Ari Salkow
Data Science Fellows February 2021 Cohort
Abstract
The objective of the project was to build a machine learning classifier that could tell whether a specific piece of land in Mali had been eaten by a pest called The Fall Armyworm. The base model would be binary i.e. had been eaten or not. As a stretch target, the model should predict whether a piece of land had been eaten, and the severity of the damage. The data to be used was:
- Appropriate freely available satellite imagery – a field called Remote Sensing.
- Ground-truth data from the FAO – an organization that provides such information.
Challenges (at least two)
- To execute this. It was necessary to apply CV techniques that were a modified version of the ones we learnt at ITC. Through reading papers, watching videos, reading online and learning from co-workers, we greatly improved our understanding and ability for this sub-section of machine learning.
- There were quite a few libraries that we hadn’t encountered. Using the same ways as point 1., we learnt more about these libraries and approaches.
Achievements (according to KPIs)
- We understood this specific insurance industry and Remote Sensing much better by the end of the project.

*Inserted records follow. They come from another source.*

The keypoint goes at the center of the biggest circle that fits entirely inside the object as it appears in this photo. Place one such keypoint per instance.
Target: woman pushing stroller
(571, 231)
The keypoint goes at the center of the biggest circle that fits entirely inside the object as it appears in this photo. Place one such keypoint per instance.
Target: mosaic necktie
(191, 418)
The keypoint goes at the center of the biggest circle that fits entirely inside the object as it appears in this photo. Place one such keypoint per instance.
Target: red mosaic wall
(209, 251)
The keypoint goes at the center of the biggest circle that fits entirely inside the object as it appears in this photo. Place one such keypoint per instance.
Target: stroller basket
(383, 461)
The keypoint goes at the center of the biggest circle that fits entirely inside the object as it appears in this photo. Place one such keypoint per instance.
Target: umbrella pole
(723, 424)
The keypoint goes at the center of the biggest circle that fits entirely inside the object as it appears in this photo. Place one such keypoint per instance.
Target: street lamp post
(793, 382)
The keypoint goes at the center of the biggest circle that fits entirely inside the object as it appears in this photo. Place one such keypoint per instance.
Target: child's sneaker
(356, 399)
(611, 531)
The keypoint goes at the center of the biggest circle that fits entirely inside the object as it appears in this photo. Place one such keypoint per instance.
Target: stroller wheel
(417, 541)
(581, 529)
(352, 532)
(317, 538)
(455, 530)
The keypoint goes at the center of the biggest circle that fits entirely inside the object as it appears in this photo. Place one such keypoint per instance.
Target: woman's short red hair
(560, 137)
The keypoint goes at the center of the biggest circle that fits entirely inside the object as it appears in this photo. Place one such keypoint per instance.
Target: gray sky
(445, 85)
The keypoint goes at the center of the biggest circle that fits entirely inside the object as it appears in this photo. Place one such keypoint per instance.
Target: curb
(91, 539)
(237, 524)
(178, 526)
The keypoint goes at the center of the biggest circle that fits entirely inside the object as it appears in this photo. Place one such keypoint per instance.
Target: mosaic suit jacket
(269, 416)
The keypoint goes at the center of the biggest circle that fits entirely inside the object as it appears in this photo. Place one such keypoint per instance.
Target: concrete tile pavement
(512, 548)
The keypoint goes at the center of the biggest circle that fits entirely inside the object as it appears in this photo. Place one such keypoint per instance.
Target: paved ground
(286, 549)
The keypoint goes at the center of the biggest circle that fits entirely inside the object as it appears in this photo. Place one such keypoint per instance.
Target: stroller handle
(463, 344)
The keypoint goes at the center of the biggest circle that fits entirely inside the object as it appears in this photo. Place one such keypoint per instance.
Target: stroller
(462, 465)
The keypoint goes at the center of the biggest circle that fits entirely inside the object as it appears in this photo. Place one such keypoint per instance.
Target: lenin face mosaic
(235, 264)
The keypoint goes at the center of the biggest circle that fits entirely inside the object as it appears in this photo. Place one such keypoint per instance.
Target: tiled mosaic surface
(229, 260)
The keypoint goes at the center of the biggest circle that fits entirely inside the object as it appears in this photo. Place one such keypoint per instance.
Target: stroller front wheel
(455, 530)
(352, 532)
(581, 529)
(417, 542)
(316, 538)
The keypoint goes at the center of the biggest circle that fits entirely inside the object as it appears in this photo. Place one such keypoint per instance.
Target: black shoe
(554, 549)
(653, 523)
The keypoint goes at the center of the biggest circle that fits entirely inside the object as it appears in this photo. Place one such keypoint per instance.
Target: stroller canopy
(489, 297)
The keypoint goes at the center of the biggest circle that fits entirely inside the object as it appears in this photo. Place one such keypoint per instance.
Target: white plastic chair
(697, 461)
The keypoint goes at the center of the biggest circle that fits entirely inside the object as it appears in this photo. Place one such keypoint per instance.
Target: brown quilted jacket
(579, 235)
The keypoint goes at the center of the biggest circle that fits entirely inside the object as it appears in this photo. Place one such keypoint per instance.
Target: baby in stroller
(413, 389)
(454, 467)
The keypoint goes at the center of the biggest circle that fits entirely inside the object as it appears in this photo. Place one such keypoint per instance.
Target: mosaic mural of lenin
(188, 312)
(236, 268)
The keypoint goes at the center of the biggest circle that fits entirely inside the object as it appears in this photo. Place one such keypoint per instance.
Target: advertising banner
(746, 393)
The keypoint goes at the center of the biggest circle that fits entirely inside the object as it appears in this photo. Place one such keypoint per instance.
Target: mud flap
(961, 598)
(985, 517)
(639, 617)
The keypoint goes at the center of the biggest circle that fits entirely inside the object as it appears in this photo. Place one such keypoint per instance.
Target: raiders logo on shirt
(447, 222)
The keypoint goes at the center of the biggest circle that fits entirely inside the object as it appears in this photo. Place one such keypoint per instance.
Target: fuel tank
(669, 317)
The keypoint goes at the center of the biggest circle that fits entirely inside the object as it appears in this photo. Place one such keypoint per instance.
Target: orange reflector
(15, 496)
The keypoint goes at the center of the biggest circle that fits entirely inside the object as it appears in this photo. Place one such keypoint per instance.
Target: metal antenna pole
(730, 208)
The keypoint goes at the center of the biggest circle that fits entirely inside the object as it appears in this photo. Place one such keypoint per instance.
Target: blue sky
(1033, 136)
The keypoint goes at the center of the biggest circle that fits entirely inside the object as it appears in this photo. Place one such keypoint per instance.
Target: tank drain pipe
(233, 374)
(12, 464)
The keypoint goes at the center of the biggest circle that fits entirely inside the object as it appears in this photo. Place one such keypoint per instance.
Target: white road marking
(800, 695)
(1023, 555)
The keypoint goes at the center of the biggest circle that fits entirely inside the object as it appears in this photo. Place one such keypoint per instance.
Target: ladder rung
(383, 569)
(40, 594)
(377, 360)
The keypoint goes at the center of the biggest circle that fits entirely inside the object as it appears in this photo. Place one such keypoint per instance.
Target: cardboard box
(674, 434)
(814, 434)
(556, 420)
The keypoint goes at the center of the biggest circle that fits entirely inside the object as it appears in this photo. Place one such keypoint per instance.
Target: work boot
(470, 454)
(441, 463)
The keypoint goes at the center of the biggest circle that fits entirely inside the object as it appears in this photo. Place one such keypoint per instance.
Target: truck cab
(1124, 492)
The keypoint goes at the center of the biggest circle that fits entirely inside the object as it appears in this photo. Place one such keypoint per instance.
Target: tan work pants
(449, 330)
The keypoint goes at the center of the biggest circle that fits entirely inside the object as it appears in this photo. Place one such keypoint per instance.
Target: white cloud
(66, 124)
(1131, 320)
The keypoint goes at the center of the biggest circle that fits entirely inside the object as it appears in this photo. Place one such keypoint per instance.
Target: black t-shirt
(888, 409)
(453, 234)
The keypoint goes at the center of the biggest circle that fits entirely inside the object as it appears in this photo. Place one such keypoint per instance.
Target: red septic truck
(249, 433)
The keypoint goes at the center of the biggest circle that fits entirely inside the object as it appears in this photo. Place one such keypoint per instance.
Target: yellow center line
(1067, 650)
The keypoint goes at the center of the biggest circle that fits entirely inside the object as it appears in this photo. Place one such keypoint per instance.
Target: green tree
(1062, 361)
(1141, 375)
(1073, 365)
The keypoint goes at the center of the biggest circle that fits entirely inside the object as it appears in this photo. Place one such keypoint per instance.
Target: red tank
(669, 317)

- We built a segmentation model, albeit using different data, for multi-class image segmentation. This same approach could be applied with the libraries discussed above to build a model for this project, using the requisite data sources.

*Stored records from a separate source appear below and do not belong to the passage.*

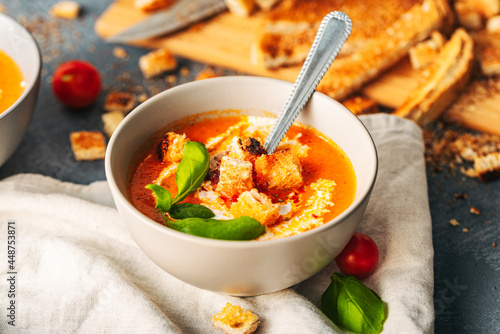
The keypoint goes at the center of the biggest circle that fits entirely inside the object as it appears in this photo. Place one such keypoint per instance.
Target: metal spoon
(331, 36)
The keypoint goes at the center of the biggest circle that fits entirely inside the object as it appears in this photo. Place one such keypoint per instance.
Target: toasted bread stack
(382, 34)
(446, 75)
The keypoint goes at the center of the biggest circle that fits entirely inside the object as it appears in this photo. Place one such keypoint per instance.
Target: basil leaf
(352, 305)
(189, 210)
(192, 169)
(241, 228)
(163, 197)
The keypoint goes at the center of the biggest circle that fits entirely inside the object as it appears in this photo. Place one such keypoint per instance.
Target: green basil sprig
(197, 219)
(241, 228)
(352, 305)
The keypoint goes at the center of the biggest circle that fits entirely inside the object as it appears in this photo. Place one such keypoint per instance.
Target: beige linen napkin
(79, 271)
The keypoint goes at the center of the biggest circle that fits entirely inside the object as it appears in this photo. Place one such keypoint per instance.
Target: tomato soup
(11, 81)
(310, 182)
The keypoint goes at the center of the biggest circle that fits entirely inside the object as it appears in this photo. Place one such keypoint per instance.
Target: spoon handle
(331, 36)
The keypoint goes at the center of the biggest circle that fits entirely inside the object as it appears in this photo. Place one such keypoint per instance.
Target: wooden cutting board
(226, 40)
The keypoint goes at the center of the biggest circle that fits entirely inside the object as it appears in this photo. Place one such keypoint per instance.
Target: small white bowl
(20, 45)
(242, 268)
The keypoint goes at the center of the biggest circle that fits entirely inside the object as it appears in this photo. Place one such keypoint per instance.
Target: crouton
(488, 167)
(172, 146)
(279, 171)
(235, 320)
(241, 7)
(122, 101)
(156, 62)
(246, 149)
(66, 10)
(151, 5)
(111, 120)
(256, 205)
(235, 177)
(88, 145)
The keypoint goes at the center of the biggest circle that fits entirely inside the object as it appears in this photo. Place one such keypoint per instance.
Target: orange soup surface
(11, 81)
(325, 187)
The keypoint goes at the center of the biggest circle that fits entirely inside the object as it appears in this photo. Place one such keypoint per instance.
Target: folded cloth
(77, 270)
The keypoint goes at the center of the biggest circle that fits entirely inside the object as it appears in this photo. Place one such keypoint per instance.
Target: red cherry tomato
(76, 83)
(359, 258)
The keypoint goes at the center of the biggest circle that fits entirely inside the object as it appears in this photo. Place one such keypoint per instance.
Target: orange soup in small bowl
(12, 83)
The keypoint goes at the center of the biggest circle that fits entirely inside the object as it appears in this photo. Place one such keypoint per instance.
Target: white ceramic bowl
(18, 43)
(241, 268)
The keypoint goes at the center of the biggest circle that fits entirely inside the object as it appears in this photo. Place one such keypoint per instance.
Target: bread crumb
(235, 320)
(88, 145)
(122, 101)
(66, 10)
(474, 210)
(157, 62)
(111, 120)
(120, 52)
(184, 71)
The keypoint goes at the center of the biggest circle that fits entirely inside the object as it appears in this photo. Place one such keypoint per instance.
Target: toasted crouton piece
(172, 146)
(241, 7)
(246, 149)
(424, 52)
(152, 5)
(360, 105)
(488, 167)
(156, 62)
(111, 120)
(235, 320)
(235, 177)
(66, 10)
(88, 145)
(121, 101)
(279, 171)
(256, 205)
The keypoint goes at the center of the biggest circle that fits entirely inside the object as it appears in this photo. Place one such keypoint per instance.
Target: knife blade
(180, 15)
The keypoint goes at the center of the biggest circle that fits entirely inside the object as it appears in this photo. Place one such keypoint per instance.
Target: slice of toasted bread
(447, 75)
(488, 51)
(477, 106)
(424, 52)
(241, 7)
(368, 58)
(152, 5)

- Improved Python, data analysis and data science skills by working on the project and collaborating with the other team members from OKO and Omdena.
Future project development
- Various other models and modelling approaches should be tried to improve prediction accuracy.
- Other data suppliers should be explored, to improve performance.
- Perhaps additional data from existing OKO customers could be extracted.
- More research papers, and similar, could be examined to get ideas for improvement.